OCULAR Ultrasound by dr luke Philips
FACEM, MBBS, BSC(BIOMED)(HONS), CCPU
EMERGENCY CONSULTANT - ALFRED HEALTH
CO-DIRECTOR OF EMERGENCY MEDICINE TRAINING (THE ALFRED HOSPITAL
CO-CHAIR OF THE EMERGENCY MEDICINE ULTRASOUND GROUP BOARD OF DIRECTORS
75yo Female presents to the ED with sudden onset right visual loss.
I took over from overnight staff and reviewed the patient in the morning. A point of care ocular ultrasound was performed.
The Ultrasound demonstrates a macular off rentinal detachment. The thick undulating hyperechoic membrane in the posterolateral globe is always attached to the optic nerve posteriorly & the ora serrata anteriorly – Almost like a towel pegged on each end to a clothes line. The differential diagnosis is a vitreous detachment which tends to be more mobile, less uniform and is not attached to the optic nerve.

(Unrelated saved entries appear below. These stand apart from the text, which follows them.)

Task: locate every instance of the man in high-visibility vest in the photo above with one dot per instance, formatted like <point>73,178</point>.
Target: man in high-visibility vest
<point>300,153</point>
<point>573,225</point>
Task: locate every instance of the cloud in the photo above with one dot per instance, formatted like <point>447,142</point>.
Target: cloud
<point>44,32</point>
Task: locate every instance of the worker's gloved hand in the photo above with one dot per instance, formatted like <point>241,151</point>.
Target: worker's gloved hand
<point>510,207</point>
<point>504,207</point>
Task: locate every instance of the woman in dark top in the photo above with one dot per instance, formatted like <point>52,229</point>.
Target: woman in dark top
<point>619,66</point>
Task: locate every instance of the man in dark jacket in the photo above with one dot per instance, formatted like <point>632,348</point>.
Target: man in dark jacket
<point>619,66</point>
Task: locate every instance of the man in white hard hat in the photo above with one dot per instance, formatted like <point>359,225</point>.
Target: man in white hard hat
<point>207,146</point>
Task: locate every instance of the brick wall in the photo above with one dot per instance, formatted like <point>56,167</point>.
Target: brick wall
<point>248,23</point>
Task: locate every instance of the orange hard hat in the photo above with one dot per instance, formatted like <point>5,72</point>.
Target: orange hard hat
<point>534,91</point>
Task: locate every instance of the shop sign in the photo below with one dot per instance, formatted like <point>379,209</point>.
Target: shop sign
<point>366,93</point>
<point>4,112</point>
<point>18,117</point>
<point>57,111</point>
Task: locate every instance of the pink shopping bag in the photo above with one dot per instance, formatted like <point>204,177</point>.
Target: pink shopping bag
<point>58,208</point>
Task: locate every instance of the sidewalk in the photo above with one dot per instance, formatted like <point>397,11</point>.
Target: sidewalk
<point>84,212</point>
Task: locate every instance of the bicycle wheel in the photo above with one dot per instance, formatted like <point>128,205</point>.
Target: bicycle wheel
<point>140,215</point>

Ultrasound has a 97-100% Sensitivity for detecting retinal detachment & is 83-100% Specific in a recent meta-analysis. Use as a rule in test. If not visualised you may need to investigate further by dilating the pupil and looking at the retina with opthalmoscope or pan-optoscope.
The Time to diagnosis after I saw the patient was less than 10 minutes and the patient was referred for an urgent ophthalmology opinion.